ANCIENT HISTORY - ROME - ARCH OF CONSTANTINE
“To the Emperor Caesar Flavius Constantinus, the greatest, pious, and blessed Augustus: because he, inspired by the divine, and by the greatness of his mind, has delivered the state from the tyrant and all of his followers at the same time, with his army and just force of arms, the Senate and People of Rome have dedicated this arch, decorated with triumphs.”
In gratitude of the victory of Constantine over his co-emperor Maxentius in the battle of the Milvian Bridge in A.D. 312, the Roman Senate and people erected a triumphal arch in the valley between the Caelian Hill and the Palatine.

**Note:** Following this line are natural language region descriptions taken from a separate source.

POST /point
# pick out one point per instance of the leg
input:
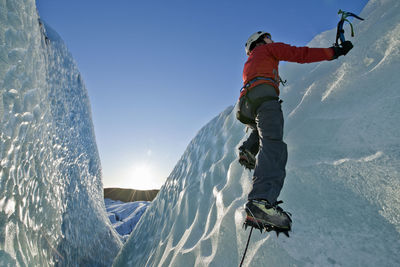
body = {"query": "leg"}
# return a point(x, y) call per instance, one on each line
point(269, 173)
point(252, 143)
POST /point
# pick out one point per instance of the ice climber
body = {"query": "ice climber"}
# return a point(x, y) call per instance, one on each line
point(259, 107)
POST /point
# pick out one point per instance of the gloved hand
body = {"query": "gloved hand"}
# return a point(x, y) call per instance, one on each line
point(342, 50)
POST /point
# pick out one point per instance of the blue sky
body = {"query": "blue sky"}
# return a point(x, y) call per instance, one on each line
point(157, 71)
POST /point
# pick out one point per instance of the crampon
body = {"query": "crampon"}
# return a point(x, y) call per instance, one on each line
point(252, 222)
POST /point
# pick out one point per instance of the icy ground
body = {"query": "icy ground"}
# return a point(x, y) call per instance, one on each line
point(125, 216)
point(343, 174)
point(51, 195)
point(342, 186)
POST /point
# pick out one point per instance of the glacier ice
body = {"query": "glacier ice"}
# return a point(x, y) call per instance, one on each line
point(342, 181)
point(51, 195)
point(125, 215)
point(342, 184)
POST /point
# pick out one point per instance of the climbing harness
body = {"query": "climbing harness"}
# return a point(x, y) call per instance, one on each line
point(340, 31)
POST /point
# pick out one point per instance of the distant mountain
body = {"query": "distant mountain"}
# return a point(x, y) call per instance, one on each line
point(130, 195)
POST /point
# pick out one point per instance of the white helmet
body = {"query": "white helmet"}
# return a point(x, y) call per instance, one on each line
point(254, 37)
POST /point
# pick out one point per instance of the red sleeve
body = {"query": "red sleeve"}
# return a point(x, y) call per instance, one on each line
point(285, 52)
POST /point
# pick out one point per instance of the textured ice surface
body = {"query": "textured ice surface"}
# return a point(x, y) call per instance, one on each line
point(125, 215)
point(51, 200)
point(342, 185)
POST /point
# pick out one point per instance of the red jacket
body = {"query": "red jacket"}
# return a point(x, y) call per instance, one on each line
point(263, 61)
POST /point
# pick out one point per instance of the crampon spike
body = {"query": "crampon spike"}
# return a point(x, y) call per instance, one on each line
point(286, 233)
point(247, 245)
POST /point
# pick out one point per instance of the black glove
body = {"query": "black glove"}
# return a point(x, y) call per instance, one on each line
point(342, 50)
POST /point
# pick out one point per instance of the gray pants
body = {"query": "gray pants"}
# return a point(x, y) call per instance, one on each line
point(267, 140)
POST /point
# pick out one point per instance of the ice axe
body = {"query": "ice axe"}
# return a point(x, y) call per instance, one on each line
point(340, 31)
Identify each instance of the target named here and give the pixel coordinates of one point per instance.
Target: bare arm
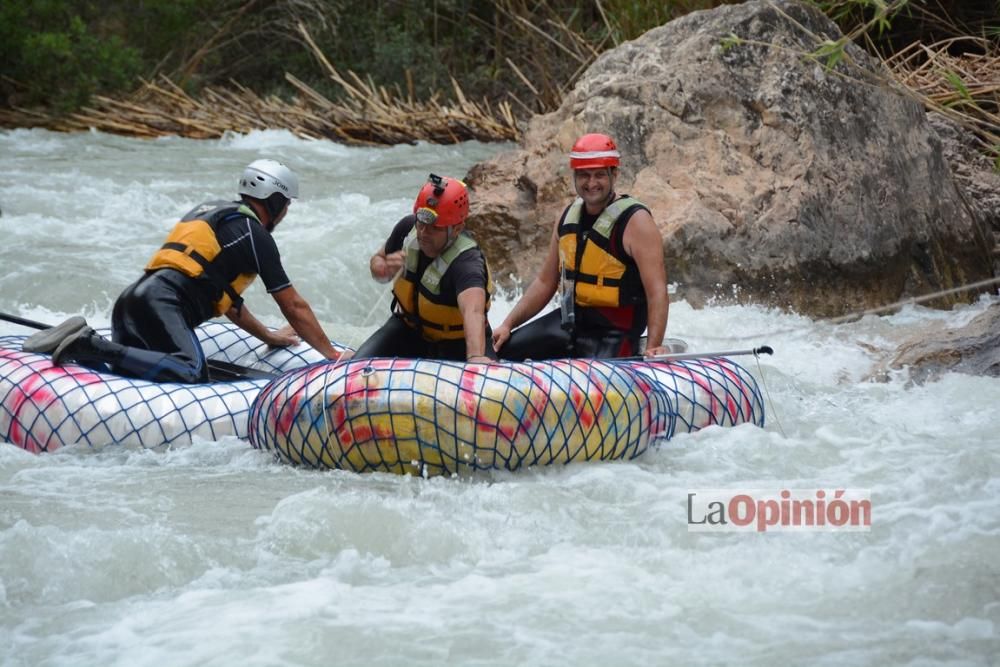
(472, 303)
(300, 315)
(538, 294)
(245, 320)
(385, 267)
(645, 244)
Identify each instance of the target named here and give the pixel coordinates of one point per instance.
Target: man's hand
(384, 267)
(283, 337)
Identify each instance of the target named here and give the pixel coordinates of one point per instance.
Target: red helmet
(442, 202)
(592, 151)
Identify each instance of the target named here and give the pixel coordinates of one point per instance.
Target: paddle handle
(756, 351)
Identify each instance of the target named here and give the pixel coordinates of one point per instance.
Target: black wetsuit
(155, 317)
(599, 333)
(398, 339)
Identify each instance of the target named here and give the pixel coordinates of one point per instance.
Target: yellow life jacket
(424, 307)
(601, 277)
(192, 245)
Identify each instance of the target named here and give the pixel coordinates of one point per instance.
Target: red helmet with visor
(593, 151)
(442, 202)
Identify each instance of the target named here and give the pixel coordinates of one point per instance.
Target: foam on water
(213, 554)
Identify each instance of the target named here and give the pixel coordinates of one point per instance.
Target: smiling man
(606, 257)
(442, 285)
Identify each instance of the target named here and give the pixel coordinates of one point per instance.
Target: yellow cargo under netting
(437, 417)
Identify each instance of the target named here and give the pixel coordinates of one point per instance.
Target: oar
(755, 351)
(218, 370)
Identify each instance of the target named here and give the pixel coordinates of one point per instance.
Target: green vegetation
(57, 54)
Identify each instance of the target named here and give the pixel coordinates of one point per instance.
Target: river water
(213, 554)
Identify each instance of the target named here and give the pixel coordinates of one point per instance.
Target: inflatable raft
(45, 407)
(435, 417)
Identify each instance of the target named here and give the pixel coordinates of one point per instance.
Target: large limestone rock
(973, 349)
(771, 178)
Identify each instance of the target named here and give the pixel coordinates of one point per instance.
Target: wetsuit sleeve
(268, 260)
(618, 233)
(468, 270)
(399, 233)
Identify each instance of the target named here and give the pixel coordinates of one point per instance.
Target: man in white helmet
(209, 258)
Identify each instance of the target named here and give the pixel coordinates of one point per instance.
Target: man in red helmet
(442, 285)
(606, 255)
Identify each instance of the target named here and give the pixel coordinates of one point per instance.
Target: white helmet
(262, 178)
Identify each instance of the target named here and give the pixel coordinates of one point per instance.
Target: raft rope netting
(43, 407)
(435, 417)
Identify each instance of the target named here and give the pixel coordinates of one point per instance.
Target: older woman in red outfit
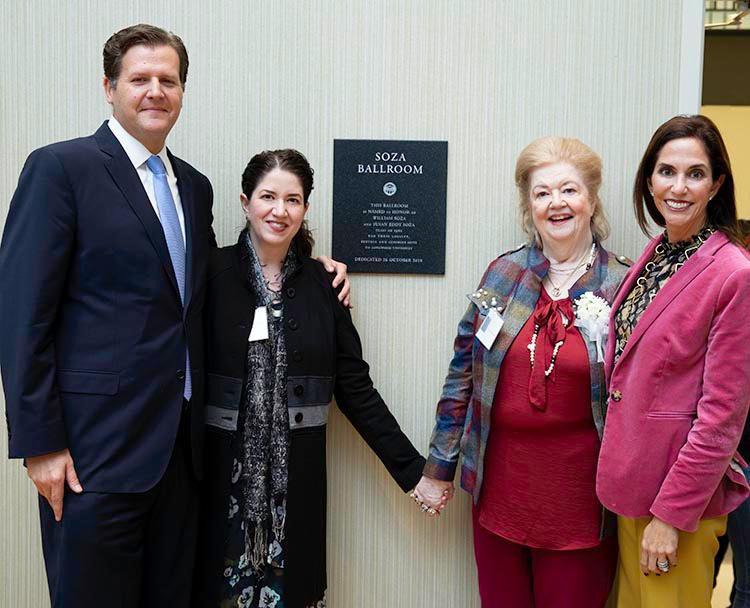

It lies on the Via Triumphalis, the road along which the triumphal procession passed.
With a height of 25.7m and a depth of 7,4m, it is the largest and best preserved of Roman war memorials. It adopt triple archway model of the Arch of Septimius Severus, with its structure divided in front by columns, and is very colorful in appearance because of the use of polichrome varieties of marble.
Unlike earlier buildings of the kind, however, the Arch of Constantine is not an entirely new creation. Most of its reliefs are taken from older buildings, of the period of Trajan, Hadrian, and Marcus Aurelius.
In the process, their imperial portraits were usually replaced by the portrait of Constantine, and sometimes by that of his co-emperor Licinius, updating what were now historical events of the past.
he reason of such a procedure lies in Rome's loss of power when its old position as capital of the empire was ceded to Constantinople.
A consecuence of this political development was the closure of the great sculptors' studios, which had depended mainly on court commissions. When there were not enough sculptors available to work on large public projects, older monuments were demolished and their materials re-used.